Friday, May 6, 2011

Bored with fashion? Go East!

by frédérik sisa

While we tend to create a negative association between fashion and Asia, largely on account of instances of poor environmental and labour conditions in the manufacture of consumer projects, there’s always a risk of turning a reasonable resistance to “Made in China” (or some other Asian country) into an unfair, prejudicial complex that ignores the needs of foreign workers. In this globalized economy,then, the decisions we make on what we buy often require a global perspective.

I ultimately take a classical perspective on the issue, based on the idea that what you can do for yourself, you should do, and you trade with people who do what you can’t do. (Is that sentence Rumsfeldian enough for you?) So: go local when possible, go beyond when necessary. And always try to support the good companies who are sustainable and fair in their practices, whether local or abroad.

Of course, we might be tempted to think that when it comes to fashion there’s nothing out there that we couldn’t already find in our own North American stores. But giving in to that temptation would lead you far astray. Asian fashion, undoubtedly owing to cultural differences that I won’t speculate on, has a different character than Western fashion. The consequence is a fusion of influences that excite the imagination and boldly go where Western designers seem afraid to go unless they’re safely on the runway or in an expensive boutique. Is this a surprise? Not really. Consider cosplay, gothic Lolita, and street fashion in Japan.
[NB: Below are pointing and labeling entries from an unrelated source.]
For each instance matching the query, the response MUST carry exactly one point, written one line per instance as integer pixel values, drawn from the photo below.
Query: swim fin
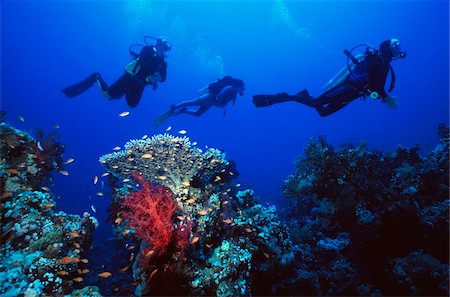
(81, 87)
(267, 100)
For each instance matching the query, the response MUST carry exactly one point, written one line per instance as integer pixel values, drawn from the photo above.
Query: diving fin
(80, 87)
(267, 100)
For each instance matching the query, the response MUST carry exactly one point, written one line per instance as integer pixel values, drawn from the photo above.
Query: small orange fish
(74, 234)
(66, 260)
(70, 160)
(105, 274)
(12, 171)
(153, 273)
(202, 212)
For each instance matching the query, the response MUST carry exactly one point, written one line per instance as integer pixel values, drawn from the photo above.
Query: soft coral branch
(151, 212)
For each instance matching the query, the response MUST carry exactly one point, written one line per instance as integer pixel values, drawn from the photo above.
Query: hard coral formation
(25, 163)
(230, 241)
(165, 159)
(369, 223)
(41, 247)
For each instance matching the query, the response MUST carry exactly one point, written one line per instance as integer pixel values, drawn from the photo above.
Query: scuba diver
(364, 75)
(218, 94)
(147, 68)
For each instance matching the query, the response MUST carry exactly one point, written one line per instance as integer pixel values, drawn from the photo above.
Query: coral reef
(369, 223)
(41, 248)
(223, 241)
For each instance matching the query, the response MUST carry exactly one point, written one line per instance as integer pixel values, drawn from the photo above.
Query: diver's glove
(153, 80)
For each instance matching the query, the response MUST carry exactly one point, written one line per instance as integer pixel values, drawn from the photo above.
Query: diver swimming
(147, 68)
(364, 75)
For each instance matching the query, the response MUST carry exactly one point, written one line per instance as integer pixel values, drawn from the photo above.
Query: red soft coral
(151, 211)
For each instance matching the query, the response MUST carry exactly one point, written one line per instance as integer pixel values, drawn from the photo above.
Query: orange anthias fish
(74, 234)
(67, 259)
(105, 274)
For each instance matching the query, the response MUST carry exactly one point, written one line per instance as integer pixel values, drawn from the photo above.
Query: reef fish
(70, 160)
(105, 274)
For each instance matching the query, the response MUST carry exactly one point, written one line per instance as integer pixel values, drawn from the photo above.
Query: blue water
(273, 46)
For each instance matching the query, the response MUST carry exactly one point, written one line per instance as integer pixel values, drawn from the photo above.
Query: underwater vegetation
(41, 248)
(370, 223)
(358, 222)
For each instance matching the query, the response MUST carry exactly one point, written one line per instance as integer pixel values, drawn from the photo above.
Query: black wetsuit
(368, 76)
(132, 86)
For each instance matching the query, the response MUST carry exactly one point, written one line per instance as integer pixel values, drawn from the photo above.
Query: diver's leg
(327, 104)
(196, 113)
(326, 110)
(267, 100)
(80, 87)
(133, 93)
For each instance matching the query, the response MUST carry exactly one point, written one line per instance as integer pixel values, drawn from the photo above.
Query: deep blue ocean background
(273, 46)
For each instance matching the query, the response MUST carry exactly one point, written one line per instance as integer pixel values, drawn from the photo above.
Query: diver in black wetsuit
(366, 74)
(147, 68)
(218, 94)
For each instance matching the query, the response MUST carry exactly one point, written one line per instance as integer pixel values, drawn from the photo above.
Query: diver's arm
(227, 94)
(342, 75)
(163, 71)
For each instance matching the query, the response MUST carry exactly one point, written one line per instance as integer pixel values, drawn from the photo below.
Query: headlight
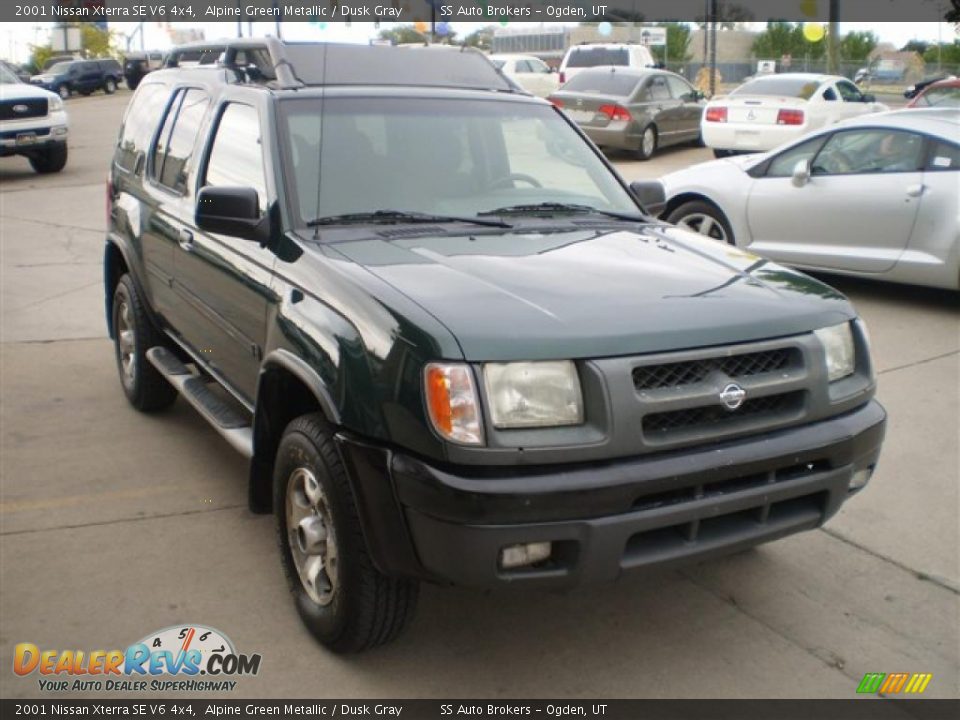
(533, 394)
(837, 344)
(452, 402)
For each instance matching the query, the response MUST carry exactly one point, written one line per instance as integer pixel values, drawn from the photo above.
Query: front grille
(33, 107)
(711, 417)
(676, 374)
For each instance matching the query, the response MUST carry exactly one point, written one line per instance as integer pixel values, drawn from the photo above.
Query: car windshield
(7, 77)
(603, 83)
(941, 97)
(439, 157)
(803, 88)
(594, 56)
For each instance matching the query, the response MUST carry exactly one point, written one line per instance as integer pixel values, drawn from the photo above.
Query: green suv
(450, 339)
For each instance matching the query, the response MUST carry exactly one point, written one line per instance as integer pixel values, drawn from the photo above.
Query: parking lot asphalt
(114, 524)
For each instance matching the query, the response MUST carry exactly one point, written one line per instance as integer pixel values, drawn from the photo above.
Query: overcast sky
(16, 38)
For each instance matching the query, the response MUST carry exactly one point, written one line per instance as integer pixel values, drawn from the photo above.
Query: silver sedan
(877, 196)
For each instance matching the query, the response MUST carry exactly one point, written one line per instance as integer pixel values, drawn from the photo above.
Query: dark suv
(450, 340)
(80, 76)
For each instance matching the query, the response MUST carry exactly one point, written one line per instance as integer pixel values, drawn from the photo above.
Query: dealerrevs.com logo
(189, 658)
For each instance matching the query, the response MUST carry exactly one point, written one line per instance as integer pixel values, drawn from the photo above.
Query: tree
(678, 41)
(784, 38)
(482, 38)
(857, 46)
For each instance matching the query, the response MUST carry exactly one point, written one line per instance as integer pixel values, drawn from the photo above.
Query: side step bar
(227, 421)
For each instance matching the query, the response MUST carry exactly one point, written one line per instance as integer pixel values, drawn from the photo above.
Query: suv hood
(596, 293)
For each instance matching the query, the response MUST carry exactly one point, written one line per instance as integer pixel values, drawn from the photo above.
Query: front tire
(705, 219)
(345, 602)
(134, 334)
(50, 160)
(648, 143)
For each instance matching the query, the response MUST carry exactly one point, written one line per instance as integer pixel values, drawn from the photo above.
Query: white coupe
(876, 196)
(770, 110)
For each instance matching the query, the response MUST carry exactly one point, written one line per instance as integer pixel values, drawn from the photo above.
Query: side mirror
(231, 211)
(651, 195)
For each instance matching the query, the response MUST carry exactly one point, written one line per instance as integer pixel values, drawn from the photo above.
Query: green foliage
(857, 46)
(784, 38)
(947, 53)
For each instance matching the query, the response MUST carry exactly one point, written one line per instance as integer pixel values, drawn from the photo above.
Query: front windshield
(441, 157)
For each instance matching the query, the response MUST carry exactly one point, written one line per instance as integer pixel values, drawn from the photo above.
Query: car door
(226, 280)
(689, 110)
(857, 210)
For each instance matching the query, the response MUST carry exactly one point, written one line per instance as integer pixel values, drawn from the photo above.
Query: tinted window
(679, 88)
(869, 151)
(783, 164)
(593, 56)
(602, 83)
(945, 156)
(140, 123)
(236, 158)
(779, 86)
(171, 165)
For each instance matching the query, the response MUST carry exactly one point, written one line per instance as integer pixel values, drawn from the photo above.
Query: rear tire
(703, 218)
(52, 159)
(345, 602)
(648, 143)
(134, 334)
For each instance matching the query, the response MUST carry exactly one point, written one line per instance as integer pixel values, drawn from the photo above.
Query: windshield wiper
(552, 207)
(401, 216)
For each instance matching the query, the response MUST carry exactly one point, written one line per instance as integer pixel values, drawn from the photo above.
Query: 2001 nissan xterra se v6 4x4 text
(450, 340)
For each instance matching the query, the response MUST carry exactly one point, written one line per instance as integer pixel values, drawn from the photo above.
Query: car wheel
(648, 143)
(134, 334)
(50, 160)
(703, 218)
(345, 602)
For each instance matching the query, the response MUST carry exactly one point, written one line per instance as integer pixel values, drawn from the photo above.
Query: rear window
(594, 56)
(781, 87)
(603, 83)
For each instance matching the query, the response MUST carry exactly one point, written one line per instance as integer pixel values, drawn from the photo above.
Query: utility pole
(833, 39)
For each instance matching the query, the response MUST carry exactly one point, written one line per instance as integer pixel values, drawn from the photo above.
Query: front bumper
(435, 523)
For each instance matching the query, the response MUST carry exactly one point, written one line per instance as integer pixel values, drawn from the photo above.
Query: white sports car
(876, 196)
(773, 109)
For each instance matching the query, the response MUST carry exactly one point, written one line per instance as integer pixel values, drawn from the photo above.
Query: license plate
(581, 115)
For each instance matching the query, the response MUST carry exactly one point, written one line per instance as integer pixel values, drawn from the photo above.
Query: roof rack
(289, 65)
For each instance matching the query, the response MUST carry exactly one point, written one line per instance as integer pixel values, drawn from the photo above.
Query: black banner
(863, 709)
(503, 11)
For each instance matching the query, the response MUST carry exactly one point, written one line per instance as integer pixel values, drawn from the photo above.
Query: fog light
(514, 556)
(860, 479)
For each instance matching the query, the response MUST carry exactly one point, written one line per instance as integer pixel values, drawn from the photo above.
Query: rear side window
(602, 83)
(140, 124)
(779, 87)
(594, 56)
(236, 158)
(178, 137)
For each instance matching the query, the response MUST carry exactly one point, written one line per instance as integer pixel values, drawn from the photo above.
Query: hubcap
(126, 345)
(310, 536)
(704, 225)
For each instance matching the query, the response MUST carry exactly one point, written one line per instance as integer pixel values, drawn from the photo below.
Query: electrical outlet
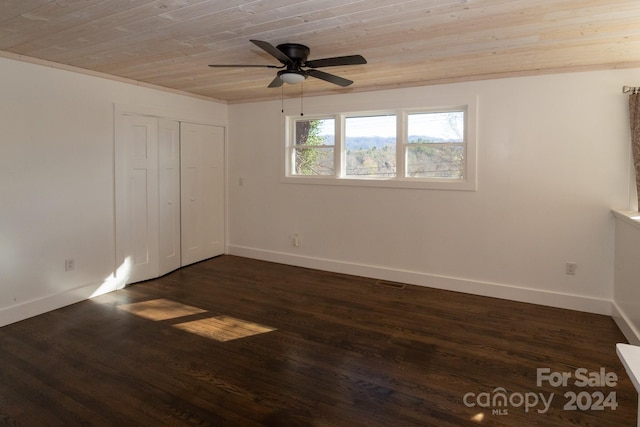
(571, 268)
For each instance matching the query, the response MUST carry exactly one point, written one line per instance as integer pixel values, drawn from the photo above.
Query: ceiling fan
(293, 58)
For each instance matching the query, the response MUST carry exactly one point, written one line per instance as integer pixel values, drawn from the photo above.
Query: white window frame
(467, 183)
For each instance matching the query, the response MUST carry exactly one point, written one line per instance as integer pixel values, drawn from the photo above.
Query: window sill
(456, 185)
(630, 217)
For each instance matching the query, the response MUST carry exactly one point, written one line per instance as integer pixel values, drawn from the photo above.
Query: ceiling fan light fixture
(292, 77)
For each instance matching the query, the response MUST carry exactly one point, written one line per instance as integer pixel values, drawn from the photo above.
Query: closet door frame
(121, 268)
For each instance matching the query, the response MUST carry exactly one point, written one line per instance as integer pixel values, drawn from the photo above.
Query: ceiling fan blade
(277, 82)
(272, 50)
(329, 78)
(338, 60)
(243, 66)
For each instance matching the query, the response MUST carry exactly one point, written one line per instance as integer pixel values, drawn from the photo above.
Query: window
(435, 145)
(313, 148)
(417, 148)
(370, 154)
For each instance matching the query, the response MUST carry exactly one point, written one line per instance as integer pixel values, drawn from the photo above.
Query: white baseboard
(630, 332)
(22, 311)
(495, 290)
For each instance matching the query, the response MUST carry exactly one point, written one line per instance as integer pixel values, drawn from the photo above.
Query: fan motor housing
(297, 52)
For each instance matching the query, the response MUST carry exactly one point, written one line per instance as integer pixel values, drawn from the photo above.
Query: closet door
(202, 190)
(139, 228)
(169, 195)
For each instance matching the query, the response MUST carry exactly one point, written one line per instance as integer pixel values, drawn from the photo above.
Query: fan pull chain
(301, 98)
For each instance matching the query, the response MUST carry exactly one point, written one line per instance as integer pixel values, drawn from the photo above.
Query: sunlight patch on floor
(161, 309)
(223, 328)
(220, 328)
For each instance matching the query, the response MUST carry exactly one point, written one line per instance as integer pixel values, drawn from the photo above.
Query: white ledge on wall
(630, 217)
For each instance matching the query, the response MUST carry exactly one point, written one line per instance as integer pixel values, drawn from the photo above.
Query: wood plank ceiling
(407, 43)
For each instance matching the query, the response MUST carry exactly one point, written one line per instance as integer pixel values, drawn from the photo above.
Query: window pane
(442, 127)
(314, 161)
(370, 144)
(435, 161)
(315, 132)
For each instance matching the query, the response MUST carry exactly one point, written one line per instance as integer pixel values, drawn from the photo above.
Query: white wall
(553, 159)
(627, 275)
(57, 180)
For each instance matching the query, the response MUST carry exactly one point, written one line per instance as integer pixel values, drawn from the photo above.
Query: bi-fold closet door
(171, 196)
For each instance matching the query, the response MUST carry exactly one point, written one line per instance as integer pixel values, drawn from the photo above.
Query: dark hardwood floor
(345, 351)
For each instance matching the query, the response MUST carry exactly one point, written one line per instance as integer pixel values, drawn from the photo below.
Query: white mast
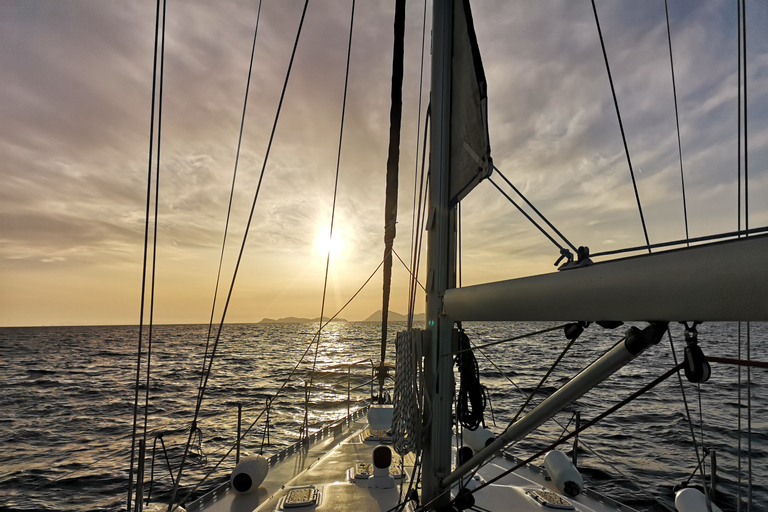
(441, 259)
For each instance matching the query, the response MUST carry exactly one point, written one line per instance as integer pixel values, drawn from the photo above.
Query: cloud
(74, 141)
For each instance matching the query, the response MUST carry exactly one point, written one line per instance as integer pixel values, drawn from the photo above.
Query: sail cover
(470, 146)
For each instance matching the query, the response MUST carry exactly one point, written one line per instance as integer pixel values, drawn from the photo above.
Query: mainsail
(470, 146)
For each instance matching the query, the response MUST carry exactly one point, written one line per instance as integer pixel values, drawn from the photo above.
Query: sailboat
(384, 458)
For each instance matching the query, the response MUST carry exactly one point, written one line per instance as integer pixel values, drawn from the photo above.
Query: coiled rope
(472, 399)
(406, 420)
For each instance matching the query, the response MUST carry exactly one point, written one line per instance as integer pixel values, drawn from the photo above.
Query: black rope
(472, 396)
(567, 242)
(677, 119)
(146, 250)
(621, 128)
(242, 249)
(308, 389)
(231, 193)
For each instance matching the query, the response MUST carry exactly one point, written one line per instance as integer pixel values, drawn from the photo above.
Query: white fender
(249, 474)
(563, 473)
(380, 417)
(692, 500)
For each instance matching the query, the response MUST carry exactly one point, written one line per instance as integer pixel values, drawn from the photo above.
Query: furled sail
(470, 145)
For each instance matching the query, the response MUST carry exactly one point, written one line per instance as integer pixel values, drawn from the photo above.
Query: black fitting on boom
(697, 369)
(638, 340)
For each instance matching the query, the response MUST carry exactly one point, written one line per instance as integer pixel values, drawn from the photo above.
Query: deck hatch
(549, 499)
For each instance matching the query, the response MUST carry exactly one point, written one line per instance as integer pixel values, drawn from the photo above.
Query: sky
(75, 99)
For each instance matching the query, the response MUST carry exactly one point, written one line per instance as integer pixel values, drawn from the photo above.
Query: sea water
(67, 399)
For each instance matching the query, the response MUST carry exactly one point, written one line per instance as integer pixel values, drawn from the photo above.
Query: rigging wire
(581, 441)
(749, 420)
(418, 128)
(543, 379)
(706, 238)
(690, 421)
(563, 250)
(146, 249)
(407, 269)
(738, 119)
(285, 383)
(308, 389)
(746, 104)
(585, 426)
(677, 120)
(231, 192)
(242, 250)
(738, 422)
(621, 128)
(567, 242)
(514, 338)
(420, 220)
(393, 158)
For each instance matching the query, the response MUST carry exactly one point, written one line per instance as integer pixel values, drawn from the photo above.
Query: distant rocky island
(298, 320)
(394, 317)
(375, 317)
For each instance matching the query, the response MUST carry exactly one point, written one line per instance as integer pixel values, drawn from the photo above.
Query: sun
(323, 244)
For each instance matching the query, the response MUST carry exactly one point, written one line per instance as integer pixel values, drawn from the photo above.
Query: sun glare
(323, 244)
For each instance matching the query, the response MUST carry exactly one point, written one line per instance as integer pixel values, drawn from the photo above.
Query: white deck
(325, 464)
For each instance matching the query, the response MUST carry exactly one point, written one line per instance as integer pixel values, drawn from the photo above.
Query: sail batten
(470, 146)
(716, 282)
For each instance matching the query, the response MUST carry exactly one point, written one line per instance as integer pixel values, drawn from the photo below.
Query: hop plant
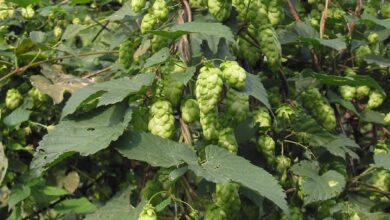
(387, 119)
(361, 52)
(362, 92)
(227, 140)
(148, 213)
(261, 117)
(227, 197)
(375, 99)
(347, 92)
(236, 105)
(270, 46)
(126, 51)
(158, 42)
(162, 122)
(233, 74)
(257, 13)
(266, 145)
(220, 9)
(385, 10)
(210, 125)
(160, 10)
(189, 110)
(13, 99)
(37, 96)
(319, 108)
(197, 3)
(137, 5)
(149, 21)
(215, 212)
(208, 88)
(275, 12)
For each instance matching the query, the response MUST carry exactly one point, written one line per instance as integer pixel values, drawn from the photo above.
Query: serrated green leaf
(159, 57)
(219, 166)
(72, 30)
(85, 135)
(358, 80)
(382, 160)
(3, 163)
(18, 193)
(382, 22)
(37, 36)
(147, 147)
(54, 191)
(373, 117)
(316, 187)
(113, 91)
(207, 28)
(255, 88)
(118, 207)
(316, 135)
(77, 206)
(24, 3)
(160, 207)
(17, 117)
(378, 60)
(122, 12)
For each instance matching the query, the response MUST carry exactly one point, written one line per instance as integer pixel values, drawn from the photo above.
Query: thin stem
(24, 68)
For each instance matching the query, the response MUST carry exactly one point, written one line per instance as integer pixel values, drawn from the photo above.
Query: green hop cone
(387, 119)
(275, 12)
(162, 122)
(215, 212)
(210, 125)
(270, 46)
(319, 108)
(257, 13)
(240, 6)
(137, 5)
(148, 213)
(233, 74)
(361, 52)
(149, 21)
(208, 88)
(227, 197)
(261, 117)
(362, 92)
(236, 105)
(347, 92)
(126, 51)
(220, 9)
(160, 10)
(189, 110)
(13, 99)
(284, 112)
(266, 145)
(158, 42)
(385, 10)
(375, 99)
(37, 96)
(227, 140)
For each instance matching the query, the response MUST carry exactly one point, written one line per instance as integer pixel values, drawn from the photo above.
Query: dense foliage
(198, 109)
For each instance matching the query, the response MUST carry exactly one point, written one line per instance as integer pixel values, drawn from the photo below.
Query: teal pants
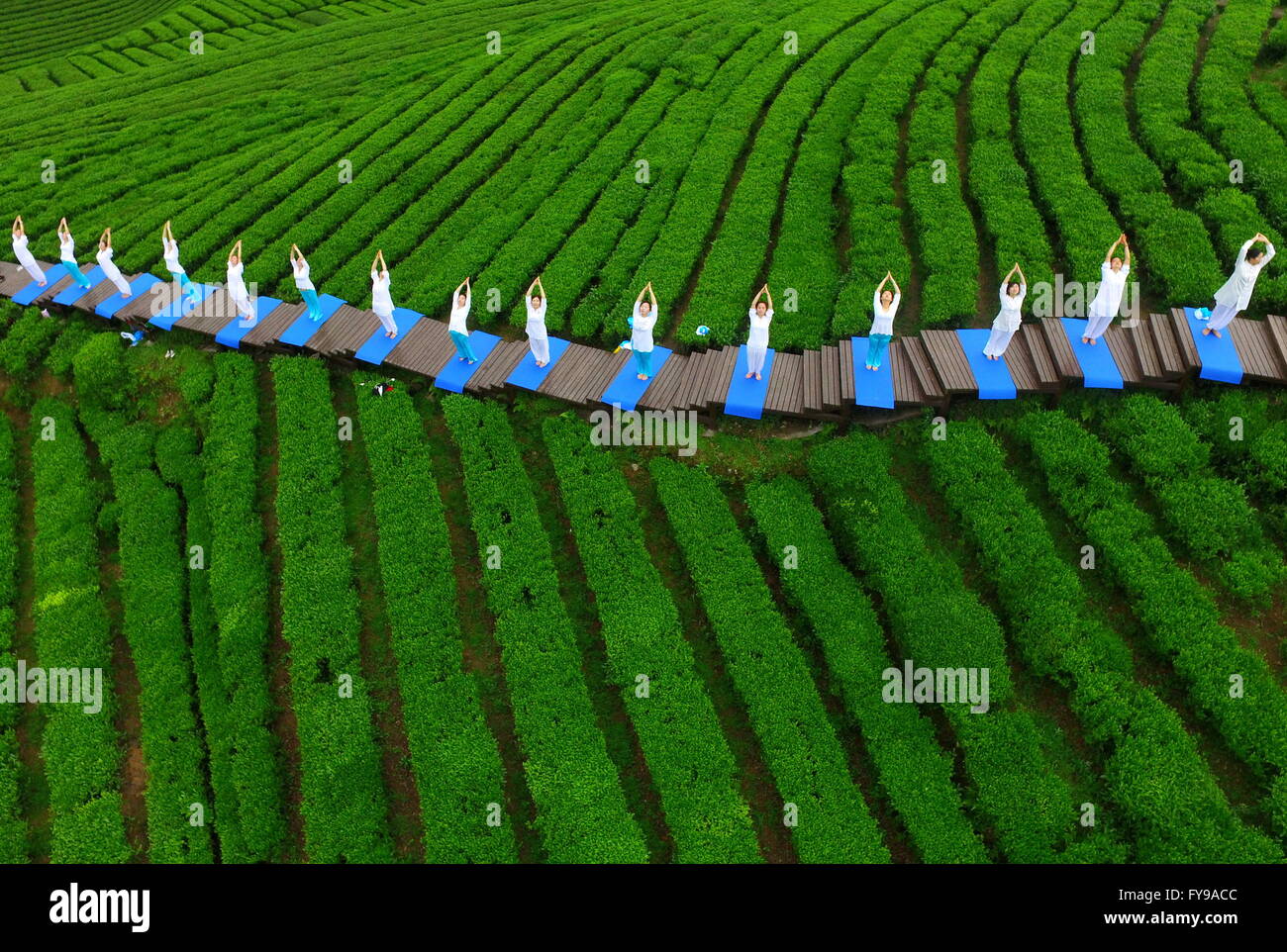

As I browse through websites like AsianScent (it's more of a directory than a shop) and, better yet, YES STYLE, I’m amazed at the enthusiasm of women’s fashion. I’m astonished, however, by what I can find on the men’s side, especially since Asian fashion for men is not only unafraid of dandyism, it actively embraces it. That’s great news for guys who are tired of the same-old same-old year after year. The lesson: if you can’t find clothes that are daring enough for you here (even in that shrinking violet known as Los Angeles), then it’s worth turning to Asia to find what you’re missing. Of course, due diligence is always called for in seeking out ethical companies to support...

Focusing on style, here’s a small – tiny! – sampling of fashionable delights I found while perusing YES STYLE. Starting with the ladies...

EYESCREAM (Taiwan) Two-Tone Asymmetric-Hem Top - $35

EYESCREAM Contrast Hem Elasticized Pleated Skirt - $35

Cookie 7 (South Korea) Wrap Detail Low-Crotch Pants - $62

Dodostyle (South Korea) Floral Hoodie - $60

This clothing label by philosophy major turned fashion designer Kim Hyo Jin aims to blend Korean and Japanese sensibilities.

Moving on to men (yes, men)...

REENO (South Korea) Gingham Cropped Harem Pants - $48

REENO Dolman Sleeve Patterned Top -$75
I admit I've never seen a shirt like this before. It's...interesting.

REENO Button-Front Wrap Skirt - $95
Yes, we're still taking about men here.

Free Shop (Taiwan) Patterned Striped Cropped Pants - $38

Free Shop Inset Patterned Leggings Shorts - $48

deepstyle (South Korea) Cowl-Neck Top - $52 - and buttoned culottes - $85

An avant-garde Asian brand by designer Lee Hwa young, who aims to create "sharp and subtly edgy designs that exude soft vibes without crossing into androgyny."

deepstyle Shirt with Buckle Vest - $82

Finally, a pair of wooden sandals from Mizutori, whose history of crafting handmade geta sandals goes back seventy years. These beauties will cost you $240 through YES STYLE, but may be less expensive elsewhere.

Exciting, yes? For more, you’ll just have to mouse on over to and enjoy yourself. I’d love it if you shared your favourite discoveries in the comments below!

Note: Images borrowed from YES STYLE for illustrative purposes only. If the copyright holder of these images would like me to take them down, I will.


Jenny H said...

I guess I never realized it until reading this article, but you are totally right. Asian style is just so playful and uplifting! I was always envious of my Asian friends and how it seemed that they could wear the most fun and funky clothing effortlessly, while I was too afraid to even try. It really makes you wonder why and how American fashion became so restricting for a lack of better words. I thought we were supposed to be a melting pot... anyway, an interesting and thought provoking article.

Frederik Sisa said...

Thanks, Jenny!

It is strange that the supposedly individualistic American culture results in relatively conservative and conformist fashion, unless you happen to be in Hollywood or Venice Beach. I suppose there are quite a few factors at work.

In any case, I was really pleasantly surprised by what I found at Yes Style...and the prices are affordable, too!